Re: getting rid of —

Tep petshmidt at googlemail.com
Fri Jul 3 12:24:43 EDT 2009


On 3 Jul., 16:58, "Mark Tolonen" <metolone+gm... at gmail.com> wrote:
> "Tep" <petshm... at googlemail.com> wrote in message
>
> news:46d36544-1ea2-4391-8922-11b8127a2fef at o6g2000yqj.googlegroups.com...
>
>
>
>
>
> > On 3 Jul., 06:40, Simon Forman <sajmik... at gmail.com> wrote:
> > > On Jul 2, 4:31 am, Tep <petshm... at googlemail.com> wrote:
> [snip]
> > > > > > > how can I replace '—' sign from string? Or do split at that
> > > > > > > character?
> > > > > > > Getting unicode error if I try to do it:
>
> > > > > > > UnicodeDecodeError: 'ascii' codec can't decode byte 0x97 in
> > > > > > > position
> > > > > > > 1: ordinal not in range(128)
>
> > > > > > > Thanks, Pet
>
> > > > > > > script is # -*- coding: UTF-8 -*-
> [snip]
> > > I just tried a bit of your code above in my interpreter here and it
> > > worked fine:
>
> > > |>>> data = 'foo — bar'
> > > |>>> data.split('—')
> > > |['foo ', ' bar']
> > > |>>> data = u'foo — bar'
> > |>>> data.split(u'—')
> > > |[u'foo ', u' bar']
>
> > > Figure out the smallest piece of "html source code" that causes the
> > > problem and include that with your next post.
>
> > The problem was, I've converted "html source code" to unicode object
> > and didn't encoded to utf-8 back, before using split...
> > Thanks for help and sorry for not so smart question
> > Pet
>
> You'd still benefit from posting some code.  You shouldn't be converting

I've posted code below

> back to utf-8 to do a split, you should be using a Unicode string with split
> on the Unicode version of the "html source code".  Also make sure your file
> is actually saved in the encoding you declare.  I print the encoding of your
> symbol in two encodings to illustrate why I suspect this.
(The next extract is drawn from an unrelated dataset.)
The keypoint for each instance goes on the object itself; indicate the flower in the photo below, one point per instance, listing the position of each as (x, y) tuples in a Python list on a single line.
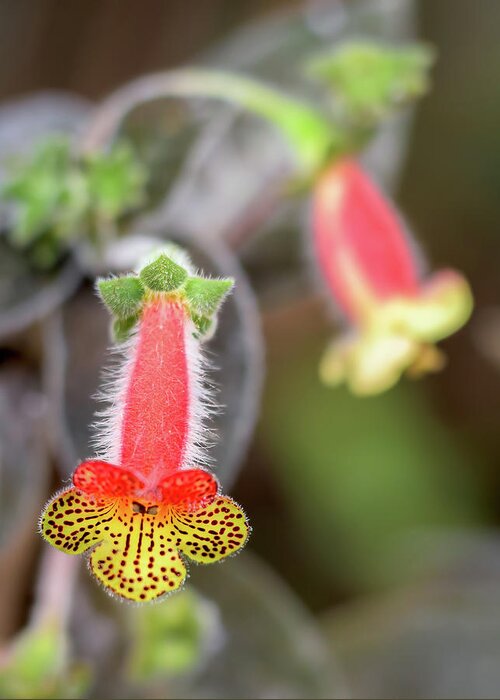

File was indeed in windows-1252, I've changed this. For errors see
below

>
> Below, assume "data" is your "html source code" as a Unicode string:
>
> # -*- coding: UTF-8 -*-
> data = u'foo — bar'
> print repr(u'—'.encode('utf-8'))
> print repr(u'—'.encode('windows-1252'))
> print data.split(u'—')
> print data.split('—')
>
> OUTPUT:
>
> '\xe2\x80\x94'
> '\x97'
> [u'foo ', u' bar']
> Traceback (most recent call last):
>   File
> "C:\dev\python\Lib\site-packages\pythonwin\pywin\framework\scriptutils.py",
> line 427, in ImportFile
>     exec codeObj in __main__.__dict__
>   File "<auto import>", line 1, in <module>
>   File "x.py", line 6, in <module>
>     print data.split('—')
> UnicodeDecodeError: 'ascii' codec can't decode byte 0xe2 in position 0:
> ordinal not in range(128)
>
> Note that using the Unicode string in split() works.  Also note the decode
> byte in the error message when using a non-Unicode string to split the
> Unicode data.  In your original error message the decode byte that caused an
> error was 0x97, which is 'EM DASH' in Windows-1252 encoding.  Make sure to
> save your source code in the encoding you declare.  If I save the above
> script in windows-1252 encoding and change the coding line to windows-1252 I
> get the same results, but the decode byte is 0x97.
>
> # coding: windows-1252
> data = u'foo — bar'
> print repr(u'—'.encode('utf-8'))
> print repr(u'—'.encode('windows-1252'))
> print data.split(u'—')
> print data.split('—')
>
> '\xe2\x80\x94'
> '\x97'
> [u'foo ', u' bar']
> Traceback (most recent call last):
>   File
> "C:\dev\python\Lib\site-packages\pythonwin\pywin\framework\scriptutils.py",
> line 427, in ImportFile
>     exec codeObj in __main__.__dict__
>   File "<auto import>", line 1, in <module>
>   File "x.py", line 6, in <module>
>     print data.split('ק)
> UnicodeDecodeError: 'ascii' codec can't decode byte 0x97 in position 0:
> ordinal not in range(128)
>
> -Mark

#! /usr/bin/python
# -*- coding: UTF-8 -*-
import urllib2
import re
def getTitle(input):
    title = re.search('<title>(.*?)</title>', input)
    title = title.group(1)
    print "FULL TITLE", title.encode('UTF-8')
    parts = title.split(' — ')
    return parts[0]


def getWebPage(url):
    user_agent = 'Mozilla/4.0 (compatible; MSIE 5.5; Windows NT)'
    headers = { 'User-Agent' : user_agent }
    req = urllib2.Request(url, '', headers)
    response = urllib2.urlopen(req)
    the_page = unicode(response.read(), 'UTF-8')
    return the_page


def main():
    url = "http://bg.wikipedia.org/wiki/
%D0%91%D0%B0%D1%85%D1%80%D0%B5%D0%B9%D0%BD"
    title = getTitle(getWebPage(url))
    print title[0]


if __name__ == "__main__":
    main()


Traceback (most recent call last):
  File "C:\user\Projects\test\src\new_main.py", line 29, in <module>
    main()
  File "C:\user\Projects\test\src\new_main.py", line 24, in main
    title = getTitle(getWebPage(url))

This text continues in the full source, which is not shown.